As for the rest, Santamaria makes a strapping Eumaeus, while Ángela Molina has some telling moments as Eurycleia, the elderly nurse who recognizes Odysseus from an old scar, as does Tsakiroglou as the doddering “old king” for whom Penelope is weaving that funeral shawl. Among the suitors Tom Rhys Harries has little trouble embodying the pugnacious Pisander, but like Plummer Kenzari has some bringing Antinous into focus. On the one hand his smooth, oily pursuit of Penelope possesses understated menace (and, as some of his colleagues suggest, real desire), but his abrupt changes of attitude about Telemachus, at one point protecting him as a means of persuading Penelope to accept his suit and then suddenly advocating for his murder, seem arbitrary.
One thing that truly stands out in “The Return,” however, is the starkness of the settings, as designed by Giuliano Pannuti and shot by Panduru on striking locations in Corfu, the Peloponnesus and Italy. As befits Pasolini’s take on the material, Rachel Portman contributes a mostly mournful score, which nonetheless perks up during the action scenes.

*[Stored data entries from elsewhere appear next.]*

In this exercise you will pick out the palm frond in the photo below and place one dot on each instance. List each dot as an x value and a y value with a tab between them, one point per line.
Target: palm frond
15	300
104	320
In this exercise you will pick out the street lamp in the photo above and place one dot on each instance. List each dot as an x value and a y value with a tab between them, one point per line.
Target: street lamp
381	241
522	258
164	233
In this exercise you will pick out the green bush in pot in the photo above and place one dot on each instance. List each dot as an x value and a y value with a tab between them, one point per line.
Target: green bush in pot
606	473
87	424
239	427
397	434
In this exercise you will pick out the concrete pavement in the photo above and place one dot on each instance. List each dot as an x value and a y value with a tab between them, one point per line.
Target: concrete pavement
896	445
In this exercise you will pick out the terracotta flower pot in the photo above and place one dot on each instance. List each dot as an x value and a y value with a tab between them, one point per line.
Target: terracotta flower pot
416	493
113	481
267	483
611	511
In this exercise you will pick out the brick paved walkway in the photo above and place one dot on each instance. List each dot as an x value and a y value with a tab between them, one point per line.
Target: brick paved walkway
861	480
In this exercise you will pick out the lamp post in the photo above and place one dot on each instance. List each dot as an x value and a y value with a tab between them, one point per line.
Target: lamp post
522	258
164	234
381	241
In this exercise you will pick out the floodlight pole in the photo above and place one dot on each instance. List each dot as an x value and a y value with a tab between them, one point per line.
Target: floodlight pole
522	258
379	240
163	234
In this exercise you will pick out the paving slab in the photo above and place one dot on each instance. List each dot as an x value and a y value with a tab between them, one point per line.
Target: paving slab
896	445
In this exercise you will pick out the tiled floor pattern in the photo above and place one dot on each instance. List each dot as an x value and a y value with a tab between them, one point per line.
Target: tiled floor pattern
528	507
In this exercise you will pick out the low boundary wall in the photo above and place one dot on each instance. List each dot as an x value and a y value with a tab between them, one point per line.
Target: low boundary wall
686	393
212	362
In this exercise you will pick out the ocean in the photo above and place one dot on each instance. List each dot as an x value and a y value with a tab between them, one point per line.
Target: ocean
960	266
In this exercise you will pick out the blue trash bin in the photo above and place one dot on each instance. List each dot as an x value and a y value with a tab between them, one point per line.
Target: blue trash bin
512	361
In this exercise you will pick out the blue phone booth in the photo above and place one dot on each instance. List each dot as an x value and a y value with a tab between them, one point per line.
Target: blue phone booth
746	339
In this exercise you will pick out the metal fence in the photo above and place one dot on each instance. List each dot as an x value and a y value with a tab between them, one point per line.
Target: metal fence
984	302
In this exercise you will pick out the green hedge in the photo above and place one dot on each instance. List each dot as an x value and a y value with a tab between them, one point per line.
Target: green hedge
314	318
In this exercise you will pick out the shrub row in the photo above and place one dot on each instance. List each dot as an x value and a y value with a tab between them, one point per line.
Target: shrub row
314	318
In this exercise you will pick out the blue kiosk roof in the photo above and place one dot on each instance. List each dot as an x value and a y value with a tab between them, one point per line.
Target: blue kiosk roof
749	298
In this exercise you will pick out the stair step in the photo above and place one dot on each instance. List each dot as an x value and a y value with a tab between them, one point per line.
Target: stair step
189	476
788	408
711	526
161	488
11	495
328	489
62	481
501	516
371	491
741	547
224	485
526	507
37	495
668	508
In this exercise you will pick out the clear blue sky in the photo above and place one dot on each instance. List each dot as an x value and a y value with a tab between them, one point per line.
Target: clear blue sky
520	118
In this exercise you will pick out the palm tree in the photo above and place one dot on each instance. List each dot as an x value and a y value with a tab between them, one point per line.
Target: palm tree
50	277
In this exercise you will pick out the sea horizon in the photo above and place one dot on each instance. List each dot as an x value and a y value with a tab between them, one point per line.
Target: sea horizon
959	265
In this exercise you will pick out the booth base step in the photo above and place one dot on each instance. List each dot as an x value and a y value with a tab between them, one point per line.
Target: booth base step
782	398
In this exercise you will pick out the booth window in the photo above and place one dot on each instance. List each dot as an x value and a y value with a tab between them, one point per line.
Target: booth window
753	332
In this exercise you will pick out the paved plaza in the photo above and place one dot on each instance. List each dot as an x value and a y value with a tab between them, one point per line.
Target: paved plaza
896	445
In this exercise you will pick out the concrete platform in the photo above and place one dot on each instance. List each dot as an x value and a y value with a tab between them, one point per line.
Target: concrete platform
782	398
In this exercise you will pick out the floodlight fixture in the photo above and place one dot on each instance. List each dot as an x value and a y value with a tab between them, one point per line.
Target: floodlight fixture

There will be those who regret that “The Return” doesn’t tackle “The Odyssey” in all its mythological glory, but previous attempts to do so, on screens big and small, have been pretty dismal. This film offers a revisionist take on Odysseus’ fabled homecoming that possesses universal resonance, and, propelled by a powerful performance from Fiennes, proves both intelligent and moving. But appreciating it does require a viewer’s patience.